Filmde 11 Eylül saldırısının ardından Müslüman avına çıkan Mark Storman’ın (Mark Ruffalo), ABD’den göç eden Bengladeşli hava kuvvetleri subayı Raisuddin’in peşine düşmesini anlatıyor. Pablo Larrain’in yazdığı senaryo gerçek olaylardan esinleniyor.

2014’teki ‘Clouds of Sils Maria’ ve kendisine Cannes’da En İyi Yönetmen Ödülü’nü getiren ‘Personal Shopper’dan (2016) Olivier Assayas Hollywood’da en çok iş yapan Fransız oldu. Son filmi ‘Non-Fiction’da yine Juliette Binoche ile çalışmayı sürdüren Assayas, bu kez kamerasını Paris’in yayıncılık dünyasına çeviriyor.

Filmde Guillame Canet’in canlandırdığı bir editör, bir yazarın yardımıyla orta yaş kriziyle başa çıkmaya çalışıyor.

Paul Verhoeven iki yıl önce ‘Elle’ ile Oscar’a aday olmuştu.
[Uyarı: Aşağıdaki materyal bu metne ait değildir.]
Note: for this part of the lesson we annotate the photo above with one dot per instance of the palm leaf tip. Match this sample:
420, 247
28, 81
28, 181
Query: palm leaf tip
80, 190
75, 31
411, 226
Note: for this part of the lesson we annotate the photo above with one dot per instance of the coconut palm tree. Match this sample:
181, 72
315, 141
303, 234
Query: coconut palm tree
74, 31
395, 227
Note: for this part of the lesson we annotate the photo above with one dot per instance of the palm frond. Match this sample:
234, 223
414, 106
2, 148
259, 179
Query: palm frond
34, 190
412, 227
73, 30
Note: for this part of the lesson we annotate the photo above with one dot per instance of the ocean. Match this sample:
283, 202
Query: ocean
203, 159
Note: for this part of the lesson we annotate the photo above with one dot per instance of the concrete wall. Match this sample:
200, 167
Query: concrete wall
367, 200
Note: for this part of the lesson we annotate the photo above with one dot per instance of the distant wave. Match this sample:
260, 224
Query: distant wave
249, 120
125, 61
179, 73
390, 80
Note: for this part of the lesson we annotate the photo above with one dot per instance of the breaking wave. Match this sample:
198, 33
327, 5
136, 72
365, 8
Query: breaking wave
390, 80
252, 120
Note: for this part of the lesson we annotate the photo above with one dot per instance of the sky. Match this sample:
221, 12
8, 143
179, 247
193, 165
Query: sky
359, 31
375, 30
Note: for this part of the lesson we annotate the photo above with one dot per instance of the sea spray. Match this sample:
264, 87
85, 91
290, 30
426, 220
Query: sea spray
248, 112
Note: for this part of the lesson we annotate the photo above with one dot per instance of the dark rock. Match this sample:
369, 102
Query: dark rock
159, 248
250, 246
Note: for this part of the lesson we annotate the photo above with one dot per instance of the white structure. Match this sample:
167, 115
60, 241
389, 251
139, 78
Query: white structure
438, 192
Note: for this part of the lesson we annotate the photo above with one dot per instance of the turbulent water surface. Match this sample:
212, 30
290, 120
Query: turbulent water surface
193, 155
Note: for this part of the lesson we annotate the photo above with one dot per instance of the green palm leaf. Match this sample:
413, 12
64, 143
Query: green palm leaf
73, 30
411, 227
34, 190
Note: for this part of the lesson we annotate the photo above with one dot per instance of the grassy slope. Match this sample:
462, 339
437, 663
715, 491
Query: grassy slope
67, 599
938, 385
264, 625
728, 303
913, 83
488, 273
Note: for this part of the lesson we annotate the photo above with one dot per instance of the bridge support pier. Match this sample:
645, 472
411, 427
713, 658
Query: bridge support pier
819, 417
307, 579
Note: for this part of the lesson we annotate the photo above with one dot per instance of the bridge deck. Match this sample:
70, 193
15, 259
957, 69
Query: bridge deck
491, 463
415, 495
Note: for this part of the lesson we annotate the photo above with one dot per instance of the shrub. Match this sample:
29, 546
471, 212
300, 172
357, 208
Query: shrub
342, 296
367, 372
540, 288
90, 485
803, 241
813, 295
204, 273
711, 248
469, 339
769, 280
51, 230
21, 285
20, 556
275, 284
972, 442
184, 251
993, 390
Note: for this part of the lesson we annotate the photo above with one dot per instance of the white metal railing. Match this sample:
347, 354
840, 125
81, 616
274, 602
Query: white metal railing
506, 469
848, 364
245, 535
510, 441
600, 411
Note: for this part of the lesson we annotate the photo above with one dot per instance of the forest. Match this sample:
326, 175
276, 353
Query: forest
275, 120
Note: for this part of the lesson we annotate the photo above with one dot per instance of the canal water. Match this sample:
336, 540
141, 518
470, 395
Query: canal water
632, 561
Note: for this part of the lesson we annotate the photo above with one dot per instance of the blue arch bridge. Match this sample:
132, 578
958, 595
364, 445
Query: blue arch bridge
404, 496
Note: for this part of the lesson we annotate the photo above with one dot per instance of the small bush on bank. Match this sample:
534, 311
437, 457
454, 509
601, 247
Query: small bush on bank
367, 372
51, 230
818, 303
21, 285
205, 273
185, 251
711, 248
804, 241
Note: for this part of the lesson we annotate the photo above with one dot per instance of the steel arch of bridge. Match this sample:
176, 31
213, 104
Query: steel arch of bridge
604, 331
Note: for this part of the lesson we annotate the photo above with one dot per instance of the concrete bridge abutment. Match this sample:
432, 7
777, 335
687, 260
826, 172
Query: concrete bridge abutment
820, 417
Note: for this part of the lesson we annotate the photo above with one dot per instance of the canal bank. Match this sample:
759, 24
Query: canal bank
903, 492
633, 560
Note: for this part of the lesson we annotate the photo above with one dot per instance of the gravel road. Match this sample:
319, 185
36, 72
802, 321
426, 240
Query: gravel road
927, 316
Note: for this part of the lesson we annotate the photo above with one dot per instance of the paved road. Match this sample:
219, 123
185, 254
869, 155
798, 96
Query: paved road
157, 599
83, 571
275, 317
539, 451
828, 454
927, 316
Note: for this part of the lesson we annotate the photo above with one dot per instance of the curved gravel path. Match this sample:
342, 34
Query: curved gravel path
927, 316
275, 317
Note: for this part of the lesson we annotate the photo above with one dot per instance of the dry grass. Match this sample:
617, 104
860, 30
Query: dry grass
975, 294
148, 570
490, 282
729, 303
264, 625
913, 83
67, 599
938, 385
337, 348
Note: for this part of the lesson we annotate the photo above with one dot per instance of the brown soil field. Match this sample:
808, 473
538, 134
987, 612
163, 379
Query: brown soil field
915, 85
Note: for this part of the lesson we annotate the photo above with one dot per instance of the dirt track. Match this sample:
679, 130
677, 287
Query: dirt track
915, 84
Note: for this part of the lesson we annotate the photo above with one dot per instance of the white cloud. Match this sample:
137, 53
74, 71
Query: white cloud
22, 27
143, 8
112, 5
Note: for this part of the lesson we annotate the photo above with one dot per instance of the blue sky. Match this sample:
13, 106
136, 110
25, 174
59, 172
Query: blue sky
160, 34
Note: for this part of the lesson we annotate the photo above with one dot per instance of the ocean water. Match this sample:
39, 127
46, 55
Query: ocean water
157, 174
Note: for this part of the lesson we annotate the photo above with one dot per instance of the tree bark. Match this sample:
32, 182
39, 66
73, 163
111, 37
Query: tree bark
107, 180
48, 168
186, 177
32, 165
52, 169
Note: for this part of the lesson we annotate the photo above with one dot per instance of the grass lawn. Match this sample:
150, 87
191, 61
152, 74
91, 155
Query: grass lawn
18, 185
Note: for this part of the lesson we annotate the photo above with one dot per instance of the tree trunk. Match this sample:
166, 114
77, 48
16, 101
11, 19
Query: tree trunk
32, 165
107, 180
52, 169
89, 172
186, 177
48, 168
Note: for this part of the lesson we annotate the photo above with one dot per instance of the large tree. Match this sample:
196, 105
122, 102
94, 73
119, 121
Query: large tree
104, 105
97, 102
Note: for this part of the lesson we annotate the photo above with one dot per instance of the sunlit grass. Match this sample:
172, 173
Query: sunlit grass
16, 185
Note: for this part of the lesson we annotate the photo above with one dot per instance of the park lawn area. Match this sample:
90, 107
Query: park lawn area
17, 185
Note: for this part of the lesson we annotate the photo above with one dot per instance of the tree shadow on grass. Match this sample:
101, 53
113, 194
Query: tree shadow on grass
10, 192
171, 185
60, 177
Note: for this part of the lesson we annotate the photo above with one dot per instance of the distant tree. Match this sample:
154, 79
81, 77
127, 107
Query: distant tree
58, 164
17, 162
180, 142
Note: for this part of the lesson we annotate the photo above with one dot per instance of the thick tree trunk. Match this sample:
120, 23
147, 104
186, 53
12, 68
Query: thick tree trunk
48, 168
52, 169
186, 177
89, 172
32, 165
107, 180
Filmin başrol oyuncusu Isabelle Huppert, ‘Elle’ ile Cannes’da ikinci kez En İyi Aktris seçilmiş, En İyi Yardımcı Aktris dalında da Oscar adayı olmuştu.
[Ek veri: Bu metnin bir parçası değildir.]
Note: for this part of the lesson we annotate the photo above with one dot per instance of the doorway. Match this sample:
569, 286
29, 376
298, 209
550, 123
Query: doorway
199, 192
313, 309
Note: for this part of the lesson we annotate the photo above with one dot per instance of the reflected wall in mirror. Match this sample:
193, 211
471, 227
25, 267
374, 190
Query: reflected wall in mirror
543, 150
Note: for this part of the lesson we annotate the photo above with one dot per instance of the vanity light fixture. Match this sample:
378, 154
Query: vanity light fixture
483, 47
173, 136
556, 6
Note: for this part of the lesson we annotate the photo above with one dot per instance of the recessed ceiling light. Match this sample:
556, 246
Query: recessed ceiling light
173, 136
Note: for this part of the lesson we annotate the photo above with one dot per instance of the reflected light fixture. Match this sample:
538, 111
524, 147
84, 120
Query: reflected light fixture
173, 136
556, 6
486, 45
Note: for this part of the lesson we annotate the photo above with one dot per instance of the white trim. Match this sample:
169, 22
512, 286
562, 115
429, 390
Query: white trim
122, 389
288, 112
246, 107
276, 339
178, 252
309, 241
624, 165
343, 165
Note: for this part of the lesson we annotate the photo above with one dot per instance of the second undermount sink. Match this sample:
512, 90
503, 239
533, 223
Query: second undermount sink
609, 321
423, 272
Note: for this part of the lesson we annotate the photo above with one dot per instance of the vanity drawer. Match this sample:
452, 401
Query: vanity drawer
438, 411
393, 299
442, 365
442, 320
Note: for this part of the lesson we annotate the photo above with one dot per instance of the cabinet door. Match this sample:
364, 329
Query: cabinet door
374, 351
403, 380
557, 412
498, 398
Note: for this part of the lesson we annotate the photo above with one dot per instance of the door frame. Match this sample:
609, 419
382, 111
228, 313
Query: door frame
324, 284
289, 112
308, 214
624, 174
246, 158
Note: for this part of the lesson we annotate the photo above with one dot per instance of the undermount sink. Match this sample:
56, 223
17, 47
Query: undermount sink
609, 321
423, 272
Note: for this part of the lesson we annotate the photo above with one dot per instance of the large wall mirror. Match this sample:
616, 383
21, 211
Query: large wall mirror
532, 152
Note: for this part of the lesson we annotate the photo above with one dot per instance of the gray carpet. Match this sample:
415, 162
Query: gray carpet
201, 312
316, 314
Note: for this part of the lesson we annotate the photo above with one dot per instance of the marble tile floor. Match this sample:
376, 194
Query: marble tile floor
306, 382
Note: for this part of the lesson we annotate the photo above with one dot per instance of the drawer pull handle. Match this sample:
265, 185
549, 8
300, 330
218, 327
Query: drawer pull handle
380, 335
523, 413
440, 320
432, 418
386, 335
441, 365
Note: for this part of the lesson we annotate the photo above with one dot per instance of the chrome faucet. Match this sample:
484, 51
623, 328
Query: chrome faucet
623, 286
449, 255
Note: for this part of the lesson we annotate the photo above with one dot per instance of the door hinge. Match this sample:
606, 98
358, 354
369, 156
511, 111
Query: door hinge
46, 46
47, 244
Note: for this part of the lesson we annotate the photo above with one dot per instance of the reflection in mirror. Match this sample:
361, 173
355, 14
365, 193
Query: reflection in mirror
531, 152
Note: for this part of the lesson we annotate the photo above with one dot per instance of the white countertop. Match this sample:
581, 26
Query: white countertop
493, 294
‘Temel İçgüdü’nün (1992) yaratıcısı Hollandalı yönetmen, son filmi ‘Blessed Virgin’de konusu 17. yüzyılda geçen bir aşk öyküsü anlatıyor.

James Ivory’ye En İyi Uyarlama Senaryo Oscar’ını getiren ‘Call Me By Your Name’in yaratıcısı Luca Guardagnino, son filmi ‘Suspiria’da Amerikalı genç bir balerinin öyküsünü anlatıyor.

Cannes’ın çok tuttuğu Meksikalı yönetmen Carlos Reygadas, 2007’de Cannes’da ‘Stelle and Licht’ ile Jüri Ödülü, 2012’de ‘Post Tenebras Lux’ ile En İyi Yönetmen Ödülü’nü almıştı. Başrolünü üstlendiği son filmi ‘Where Life is Born’ bu yıl seçici kuruldan geçer not alamadı.

Yine Cannes’dan bol ödüllü Japon kadın yönetmen Naomi Kawase’nin, Juliette Binoche’un gazeteci rolünü oynadığı son filmi ‘Vision’ yarışmaya değer görülmedi. Kawase, 1997’de Altın Kamera (Mee No Suzaku), 2007’de Jüri Büyük Ödülü (Magari No Mori) sahibi olmuştu.

Brian de Palma, son filmi ‘Domino’da, Guy Pearce’in canlandırdığı Kopenhaglı bir polisin izinden gidiyor.

Claire Denis’in Cannes Organizasyon Komitesini ikna etmeyen filmi ‘High Life’ta başrolleri Juliette Binoche ile Robert Pattinson paylaşıyorlar.

Önümüzdeki salı gününden itibaren izlemeye hazırlandığım 71. Cannes Film Festivali’nde, yeni isimlere şans tanıyan seçici kurulun, bu tercihindeki isabet payını değerlendirme şansını yakalayabileceğim.